Élève du lycée de Montpellier, puis à Paris d'une école de droit, il devient avocat au barreau de Paris et journaliste. Participant à la guerre franco-allemande de 1870, il est fait prisonnier à la bataille du Mans et emmené en Prusse. À son retour, Léon Gambetta lui confie la direction de son journal La République française[4]. Il est élu député républicain du Gard de 1876 à 1885. En mai 1877, il est l'un des signataires du manifeste des 363. Après sa défaite en 1885, il quitte la politique et entame une carrière diplomatique. Il est nommé consul de France à Livourne en 1886, à Naples en 1889, à Genève en 1892, ministre plénipotentiaire au Guatemala en 1897 puis à La Haye auprès de S.M. la Reine des Pays-Bas en 1902[4].

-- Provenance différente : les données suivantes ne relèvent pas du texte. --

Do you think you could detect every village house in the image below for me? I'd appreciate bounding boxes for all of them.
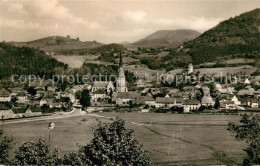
[155,97,183,109]
[133,95,155,107]
[225,101,236,110]
[112,91,140,105]
[183,99,201,112]
[201,95,215,107]
[40,98,48,107]
[0,104,15,119]
[11,87,23,96]
[16,91,27,103]
[91,81,115,93]
[34,88,45,99]
[0,89,11,102]
[237,87,255,97]
[247,98,259,108]
[136,79,145,88]
[255,89,260,99]
[91,89,109,101]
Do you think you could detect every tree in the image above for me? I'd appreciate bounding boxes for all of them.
[27,87,36,96]
[214,97,220,109]
[0,129,14,164]
[228,114,260,165]
[79,89,91,107]
[13,137,62,165]
[64,118,151,166]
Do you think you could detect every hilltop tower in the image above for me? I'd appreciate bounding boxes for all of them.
[188,63,193,74]
[116,53,128,92]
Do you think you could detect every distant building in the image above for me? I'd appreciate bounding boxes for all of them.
[136,79,145,88]
[247,98,259,108]
[188,63,193,74]
[0,105,15,119]
[0,89,11,102]
[201,95,215,106]
[183,99,201,112]
[116,54,128,92]
[92,81,115,93]
[16,91,27,103]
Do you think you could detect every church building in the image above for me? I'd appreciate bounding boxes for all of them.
[116,54,128,92]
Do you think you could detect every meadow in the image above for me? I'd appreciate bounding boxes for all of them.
[4,113,246,165]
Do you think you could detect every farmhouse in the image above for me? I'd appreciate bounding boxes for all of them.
[225,101,236,110]
[92,81,115,93]
[91,89,109,101]
[247,98,259,108]
[183,99,201,112]
[0,104,15,119]
[136,79,145,88]
[16,91,27,103]
[0,89,11,102]
[155,97,183,108]
[237,88,255,96]
[201,95,215,107]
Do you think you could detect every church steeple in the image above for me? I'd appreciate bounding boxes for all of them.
[119,52,123,67]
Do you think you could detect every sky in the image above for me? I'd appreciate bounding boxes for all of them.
[0,0,260,43]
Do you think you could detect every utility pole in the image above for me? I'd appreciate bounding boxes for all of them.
[168,134,175,155]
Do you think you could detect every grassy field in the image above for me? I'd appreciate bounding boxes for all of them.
[4,113,245,165]
[194,65,257,75]
[53,55,86,68]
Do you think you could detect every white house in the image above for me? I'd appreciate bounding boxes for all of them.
[183,99,201,112]
[91,81,115,93]
[244,78,251,85]
[16,91,27,103]
[136,79,145,88]
[91,89,109,101]
[0,105,15,119]
[40,98,48,107]
[201,95,215,106]
[247,98,259,108]
[228,95,241,105]
[155,97,183,108]
[0,89,11,102]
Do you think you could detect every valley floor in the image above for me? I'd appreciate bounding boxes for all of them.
[4,113,246,165]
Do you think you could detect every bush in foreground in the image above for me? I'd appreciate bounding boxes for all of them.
[228,114,260,166]
[64,118,151,166]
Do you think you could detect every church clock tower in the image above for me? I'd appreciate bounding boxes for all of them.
[116,53,128,92]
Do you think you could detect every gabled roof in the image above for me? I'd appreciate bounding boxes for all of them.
[93,89,106,94]
[0,89,11,97]
[93,81,109,88]
[247,98,258,103]
[226,101,235,104]
[238,88,255,96]
[112,91,140,101]
[17,91,27,96]
[201,96,214,104]
[155,97,183,104]
[0,104,9,110]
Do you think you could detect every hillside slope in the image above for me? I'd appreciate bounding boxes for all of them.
[184,9,260,64]
[0,43,68,79]
[132,29,200,47]
[10,36,102,52]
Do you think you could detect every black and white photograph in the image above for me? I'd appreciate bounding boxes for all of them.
[0,0,260,166]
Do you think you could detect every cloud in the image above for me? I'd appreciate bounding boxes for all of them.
[122,10,147,22]
[0,0,101,40]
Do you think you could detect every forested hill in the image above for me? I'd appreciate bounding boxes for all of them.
[10,36,103,52]
[184,9,260,64]
[0,43,68,79]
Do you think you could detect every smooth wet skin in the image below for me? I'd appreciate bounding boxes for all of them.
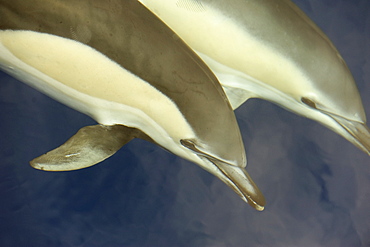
[0,0,265,210]
[140,0,370,155]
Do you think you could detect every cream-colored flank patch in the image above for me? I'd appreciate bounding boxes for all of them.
[139,0,312,96]
[0,30,194,139]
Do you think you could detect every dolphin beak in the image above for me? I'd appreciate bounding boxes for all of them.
[207,158,266,211]
[327,113,370,156]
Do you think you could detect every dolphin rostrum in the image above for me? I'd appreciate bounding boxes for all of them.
[139,0,370,155]
[0,0,265,210]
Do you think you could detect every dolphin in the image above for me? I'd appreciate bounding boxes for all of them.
[139,0,370,155]
[0,0,265,210]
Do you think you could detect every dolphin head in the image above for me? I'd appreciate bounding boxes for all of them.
[0,0,264,210]
[140,0,370,154]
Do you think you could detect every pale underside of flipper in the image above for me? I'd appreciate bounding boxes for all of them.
[30,125,149,171]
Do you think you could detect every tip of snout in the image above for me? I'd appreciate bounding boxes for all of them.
[214,163,266,211]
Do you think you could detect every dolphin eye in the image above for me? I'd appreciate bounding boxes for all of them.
[301,97,317,109]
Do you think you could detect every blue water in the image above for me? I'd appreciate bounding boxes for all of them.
[0,0,370,247]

Il prend sa retraite en 1916.
Distinctions
Commandeur de la Légion d'honneur ()[5]
Officier de l'Instruction publique
Grand Croix de l'Ordre d'Orange-Nassau (Pays Bas, )[6]
Marcellin Pellet a été décoré de la médaille du Club cévenol en 1912, donnée aussi à des spéléologues[7].
Écrits
Pellet a publié de nombreux articles ou interventions, et des ouvrages sur Napoléon (Napoléon à l'île d'Elbe : mélanges historiques) et une Étude historique et biographique sur Théroigne de Méricourt.
Pendant son séjour en Italie, il a publié Naples contemporaine, dans lequel il fait une description des conditions de vie et de la misère des habitants des bassi.